Both organizations have been pursuing initiatives on population health and how to deliver more value, Turkal said.
"We can do it more effectively together, and from a simple basis we will have a larger population to take care of," he said. "We have a contiguous but not touching geography so we have the ability to fill in care in between and provide care for more people through an effective, high-quality model."
It will also give the combined entity a stronger voice nationally, Turkal added.
Aurora reported excess revenue of $98.3 million in the third quarter, up 18% from $83.3 million in the third quarter last year.
Advocate's excess revenue dropped about 27% to $169.6 million in the third quarter from $231.8 million last year. The health system has been implementing a $200 million cost-cutting plan as rising bad debt and dwindling reimbursement rates have squeezed margins.
"The pressures on healthcare costs are not dissipating over the next 24 months," Skogsbergh said.

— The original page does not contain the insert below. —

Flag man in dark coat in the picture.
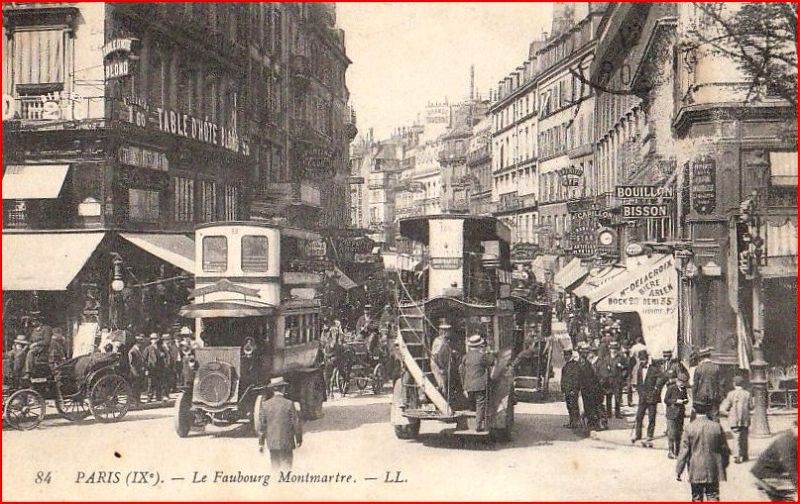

If the tax bill that recently cleared the Senate is reconciled with the House version and ultimately passes, its corporate tax cut could free up some merger and acquisition dollars and spur more consolidation. But it would also limit tax-exempt financing for not-for-profit organizations, which almost exclusively rely on tax-exempt bonds to fund capital expenditures and other growth.
Provisions in both bills would also restrict interest payment deductions, add a tax on compensation for high-earning executives, and levy an excise tax on endowments at universities and academic medical centers.
These factors may slow investment and growth of not-for-profit providers, as well as accelerate their cost-cutting plans, industry experts said.